Qué pasó
En la noche del lunes 16 de marzo de 2026 un bombardeo alcanzó el Hospital Omid para el Tratamiento de las Adicciones en Kabul. El ataque se produjo alrededor de las 21:00 hora local (aprox. 13:30 hora argentina). El centro, instalado en una antigua base militar y reconvertido en 2016, tenía capacidad para 2000 camas y atendía a personas con dependencia de sustancias como cannabis, heroína y metanfetaminas.
Víctimas y cifras
Las autoridades talibanes informaron inicialmente de 408 muertos y 265 heridos, y atribuyeron el bombardeo a fuerzas paquistaníes. Dos días después, la Misión de las Naciones Unidas en Afganistán revisó la cifra y la dejó en 143 fallecidos. En el lugar siguen familiares buscando desaparecidos entre los escombros y personas que ignoran si sus seres queridos murieron o fueron trasladados a otros centros.
El ataque se enmarca en una escalada de hostilidades en la frontera entre Afganistán y Pakistán que llevaba tres semanas.
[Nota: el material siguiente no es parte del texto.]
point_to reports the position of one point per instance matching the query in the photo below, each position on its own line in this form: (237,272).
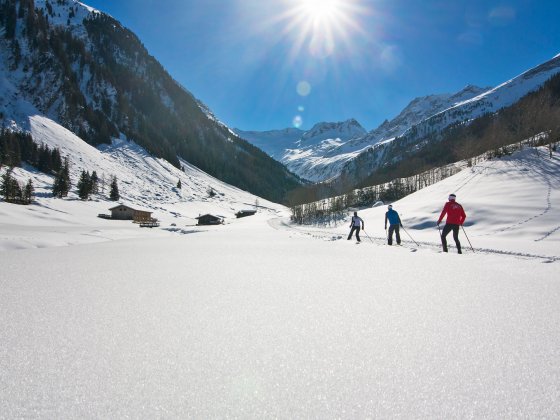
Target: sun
(322,26)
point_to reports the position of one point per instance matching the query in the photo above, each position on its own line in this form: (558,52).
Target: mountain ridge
(83,69)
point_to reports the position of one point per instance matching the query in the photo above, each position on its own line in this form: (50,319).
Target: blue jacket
(393,217)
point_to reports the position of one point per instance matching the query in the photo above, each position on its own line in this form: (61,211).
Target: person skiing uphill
(355,225)
(455,218)
(394,225)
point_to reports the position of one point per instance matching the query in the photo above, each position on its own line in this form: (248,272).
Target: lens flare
(303,88)
(322,26)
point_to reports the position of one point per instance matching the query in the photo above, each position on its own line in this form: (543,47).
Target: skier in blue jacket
(394,225)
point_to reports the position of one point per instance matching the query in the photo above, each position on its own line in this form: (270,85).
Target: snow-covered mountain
(421,121)
(429,131)
(144,181)
(263,319)
(315,154)
(321,152)
(82,69)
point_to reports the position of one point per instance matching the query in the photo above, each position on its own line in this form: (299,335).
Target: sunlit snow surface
(261,319)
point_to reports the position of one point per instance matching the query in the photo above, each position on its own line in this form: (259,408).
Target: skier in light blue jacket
(394,225)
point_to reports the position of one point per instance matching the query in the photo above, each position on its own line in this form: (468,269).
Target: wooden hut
(124,212)
(245,213)
(208,219)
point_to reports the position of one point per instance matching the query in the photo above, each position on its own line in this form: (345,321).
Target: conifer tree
(94,183)
(6,186)
(28,192)
(114,194)
(62,184)
(84,185)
Horas antes del bombardeo al hospital se registraron intercambios de fuego que dejaron 4 muertos afganos. Desde el inicio de esta fase de enfrentamientos se reportaron 289 civiles fallecidos, entre ellos 104 niños y 59 mujeres, según los conteos disponibles.
Reacciones oficiales
El gobierno talibán calificó el ataque como un bombardeo deliberado contra civiles. El portavoz adjunto Hamdullah Fitrat aseguró que el Hospital Omid no estaba vinculado a instalaciones militares y pidió una investigación. Pakistán negó haber atacado objetivos civiles y sostuvo que sus operaciones se dirigieron a blancos militares con precisión para minimizar daños colaterales.
Islamabad anunció una pausa temporal en los bombardeos, medida que atribuyó a gestiones de mediación impulsadas por Arabia Saudita, Turquía y Qatar. La ONU exigió una investigación independiente y transparente sobre lo ocurrido. Organizaciones humanitarias que trabajaron en el lugar informaron del traslado de cientos de muertos y heridos a centros médicos próximos y reclamaron protección para la infraestructura sanitaria y el personal.
Situación en el terreno y posibles efectos
En la zona persiste la incertidumbre sobre el número exacto de víctimas y el estado de muchas personas buscadas por sus familias. La diferencia entre las cifras iniciales y la revisión de la ONU refleja las dificultades para acceder de forma independiente al lugar del ataque y para verificar datos en medio de un conflicto activo.
La pausa anunciada por Pakistán podría reducir momentáneamente los enfrentamientos, pero analistas y actores locales advierten que la raíz de las tensiones no está resuelta y que cualquier desescalada puede ser frágil. Las comunidades fronterizas siguen expuestas a desplazamientos, cortes de servicios y riesgos para la seguridad alimentaria.
Además del impacto humano inmediato, el ataque plantea dudas sobre la protección de instalaciones sanitarias y centros de rehabilitación en zonas de conflicto. Familiares y organizaciones locales reclaman acceso seguro para identificar a las víctimas y para que organismos internacionales puedan investigar con independencia. En las próximas horas y días se esperan nuevos intentos de verificación en el terreno y la presentación de versiones por parte de las diferentes partes mientras la región busca evitar una mayor expansión de la violencia.